20 January 2015 Privacy, Cybersecurity & Technology Law Perspectives Blog

With the global economic cost of cybercrime totaling more than $400 billion per year and breaches affecting companies ranging from retailers (e.g. Target, Walmart and Staples) and restaurants (Dairy Queen and Jimmy John’s) to tech companies (Snapchat), banks (JPMorgan), electronics and entertainment enterprises (Sony Corporation) and even NASA, companies of all sizes across all industries should be thinking about how to better safeguard their data.

Here are some tips from a few security pros: Ken Leeser, Kaliber Data Security; Ken Levine, Digital Guardian; Ralph Rodrigues, Delfigo Security; Danielle Sheer, Carbonite and Foley Partner Aaron Tantleff who spoke on data security at the 2014 FOLEYTech Summit

Focus on the Data

Conduct an internal study of the data your company maintains then trace its path from initial resting point, through paths of transit, to its end point. Once you can identify the data and its intended path, you can build an imaginary fence around it and modify its pathways, building a secure ecosystem around the data.

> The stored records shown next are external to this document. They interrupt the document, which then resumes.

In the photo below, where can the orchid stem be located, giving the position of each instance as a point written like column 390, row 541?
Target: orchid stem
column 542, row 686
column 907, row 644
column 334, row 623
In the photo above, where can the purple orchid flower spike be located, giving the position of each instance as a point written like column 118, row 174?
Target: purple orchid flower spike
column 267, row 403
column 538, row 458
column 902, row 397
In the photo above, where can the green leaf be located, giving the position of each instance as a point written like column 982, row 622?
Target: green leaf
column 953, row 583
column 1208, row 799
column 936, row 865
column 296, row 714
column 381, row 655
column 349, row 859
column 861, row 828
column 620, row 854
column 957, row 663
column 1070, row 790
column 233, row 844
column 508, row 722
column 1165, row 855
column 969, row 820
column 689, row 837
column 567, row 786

Think about the types of data you are collecting. Do you need to collect and store it? You can’t have a data breach if you don’t store any data.

Check the Box

While there is no one generally applicable data security law, many states have their own forms of regulation. Pick a law, such as the Massachusetts data security regulations, then create an actionable plan to ensure your company fully complies with the regulations. If necessary, use security vendors to help you interpret the regulations, assess your level of compliance and walk you through the steps many other companies have taken.

Make sure you are aware of any industry-specific standards that may apply to your company: it may not be enough to check the box if all of your competitors follow a more rigid standard. Be sure to document everything you do and why you do it, but remember that once you document something, including any reports analyzing your level of compliance, make certain you act upon it and do not ignore it.

While compliance with regulations and industry standards will not insulate your company from liability, it will likely reduce such liability and will certainly make your customers feel better about giving you their business.

Create a Culture of Education and Compliance – Start from Day One

Once you’ve brought the company in compliance with applicable regulations and industry standards, think about what else you can do to further develop your security ecosystem. Listen to where hacks and breaches are occurring elsewhere in the news and think about whether you are vulnerable to a similar breach.

Especially for smaller or younger companies, building a culture of education and compliance from day one is critical. Incorporate data security into your employee onboarding procedures, continually update and send reminders of your policies, and put in place policies and tools that steer user behavior, such as implementing certain password requirements and alerts when non-desirable behavior occurs (i.e. are you sure you want to download data to USB drive or include that external email address?). Finally, create a security email alias and a security council including cross-functional teams that meets weekly. Start the conversations early and keep them going.

For more tips, check out the following article by Foley Partners Susan Pravda and Gabor Garai: Big Companies Should Think and Act Like Startups to Keep Data Safe.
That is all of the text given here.